At dinner a few nights ago, I was confronted with a situation that I realized I have been confronted with quite a few times in the past, without realizing it of course. We were at dinner with a group of my husband’s family and friends, and every time I said something, one person in particular felt that it was necessary to verify what I said with either my husband or someone else in their “circle.” I said something about the Internet, and this person said to my husband “is that true?” I said something about a mutual friend we all had, and this person said to one of the other friends “is that true?” I think it happened three times during the course of the evening that night, and upon thinking about it more realized that I am second-guessed to death every single time we are around this person in particular.
This made me think for a while – am I seen as a liar? Do people see me as not a trustworthy source of information, even over mundane things? Were other people being second-guessed as well? I felt so second-guessed after this particular dinner that I began to second-guess myself, so asked around. To my surprise (and relief), I found that a lot of my friends encounter people like this – people that have to verify everything that you say in front of you with someone they trust more, even on the most minor of issues. An old high school friend of mine told me she has a co-worker that is constantly second-guessing everyone in the office; one of my friends even said that he broke up with a girlfriend of eight months because the girl’s dad did it so often. So what’s the deal?

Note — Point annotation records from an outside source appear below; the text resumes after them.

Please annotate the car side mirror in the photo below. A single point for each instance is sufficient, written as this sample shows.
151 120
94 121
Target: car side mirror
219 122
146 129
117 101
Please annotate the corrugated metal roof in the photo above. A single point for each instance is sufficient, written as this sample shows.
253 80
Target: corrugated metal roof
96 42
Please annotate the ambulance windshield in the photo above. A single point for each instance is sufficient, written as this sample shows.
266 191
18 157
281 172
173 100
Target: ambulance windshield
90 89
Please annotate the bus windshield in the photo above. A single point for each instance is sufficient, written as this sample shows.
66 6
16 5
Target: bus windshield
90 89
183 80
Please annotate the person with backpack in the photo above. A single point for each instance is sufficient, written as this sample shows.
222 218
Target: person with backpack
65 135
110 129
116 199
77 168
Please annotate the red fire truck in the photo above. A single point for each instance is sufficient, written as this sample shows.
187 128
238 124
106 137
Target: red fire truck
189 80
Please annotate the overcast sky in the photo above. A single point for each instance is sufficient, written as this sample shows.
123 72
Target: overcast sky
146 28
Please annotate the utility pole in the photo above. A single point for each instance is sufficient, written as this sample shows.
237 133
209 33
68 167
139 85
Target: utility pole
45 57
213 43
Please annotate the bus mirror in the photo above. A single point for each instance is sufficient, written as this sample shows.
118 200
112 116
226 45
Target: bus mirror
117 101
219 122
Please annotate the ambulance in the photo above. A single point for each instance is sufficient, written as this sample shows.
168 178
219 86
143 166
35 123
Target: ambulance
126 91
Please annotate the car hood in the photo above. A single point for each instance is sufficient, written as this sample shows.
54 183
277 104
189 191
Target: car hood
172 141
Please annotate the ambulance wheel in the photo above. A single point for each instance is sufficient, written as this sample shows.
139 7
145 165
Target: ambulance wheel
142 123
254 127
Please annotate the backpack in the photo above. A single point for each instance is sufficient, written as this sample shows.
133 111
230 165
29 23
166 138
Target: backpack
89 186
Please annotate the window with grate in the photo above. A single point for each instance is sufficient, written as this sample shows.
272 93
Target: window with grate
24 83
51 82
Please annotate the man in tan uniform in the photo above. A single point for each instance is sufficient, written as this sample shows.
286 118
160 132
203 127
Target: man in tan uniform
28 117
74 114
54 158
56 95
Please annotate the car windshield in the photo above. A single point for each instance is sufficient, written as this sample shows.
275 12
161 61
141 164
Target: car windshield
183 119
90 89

After even further second-guessing, I realized that I could not – for the life of me – figure out why people do this. Why they have to “is that true?” someone they may have known for years, decades even, is completely unreasonable to me. Not only does it just not make sense, because generally you associate with people you believe and trust, but it is just so rude. Second-guessing someone you consider more than just an acquaintance – be it a co-worker, friend, or relative – is like turning to a nurse and asking if the doctor is right in saying you have bronchitis. It’s illogical, rude, inconsiderate, and really says more than it is probably even intended to. But then, I can’t figure it out. Is it that these people have trust issues? Or is it more deeply rooted, sort of like a subconscious need to establish just whose side you are on, even for information?
As with most questions I ask myself, I still have no answer for this one. Perhaps that is why it ranks so high up on my master list of pet peeves: the very fact that it happens is bad enough, but not knowing why is enough to make that funky blue vein pop out of my forehead. To that person that always, inevitably, does this – the person at my family and friend dinner, the person at my friend’s office, my friend’s ex-girlfriend’s dad, and all you other second-guessers out there – we have all updated our lists accordingly. And let me tell you, once you’ve reached the status of an entry on the pet peeve list, you hear about it.